February 18, 2000
An Evaluation of a Rule-Based Parser of English Sentences
Parsers are essential components of many Natural Language Processing applications. In such applications, parsing is the process of analyzing and assigning grammatical types to each word, phrase, and clause in a sentence. A broad-coverage parser attempts to analyze any grammatical sentence of a natural language. A parser depends upon a grammar, which is a set of codified rules of language, to analyze the sentence structure. Often in such systems, the strength of the parser/grammar has a direct effect on the desired results. Achieving good results rests on reliable evaluation methods to determine and eliminate weaknesses in the parser or grammar.

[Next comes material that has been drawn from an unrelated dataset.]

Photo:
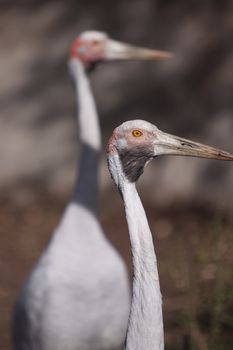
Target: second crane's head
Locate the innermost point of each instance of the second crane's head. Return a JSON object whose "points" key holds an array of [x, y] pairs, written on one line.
{"points": [[92, 47], [134, 143]]}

DIPETT (Domain Independent Parser of English Technical Text) is a broad-coverage parser of English technical text that was developed for a Ph.D. research project (Delisle, 1994), and is used primarily in the TANKA (Text Analysis for Knowledge Acquisition) project. The TANKA project seeks to build a model of a technical domain by semi-automatically processing written text that describes the domain. No other source of domain-specific knowledge is available. The accuracy and completeness of a semantic representation generated by TANKA is partly determined by the accuracy of DIPETT's syntactic analysis of the text.
Test suites have long been accepted in NLP because they provide for controlled data that is systematically organized and documented. I will discuss the use of test suites for evaluating the performance of parsers of English sentences, and present two test suites used to evaluate DIPETT. The evaluation results were used to make significant improvements to DIPETT, and the test suites were used in part to compare DIPETT's performance to that of several other publicly available large-coverage parsers.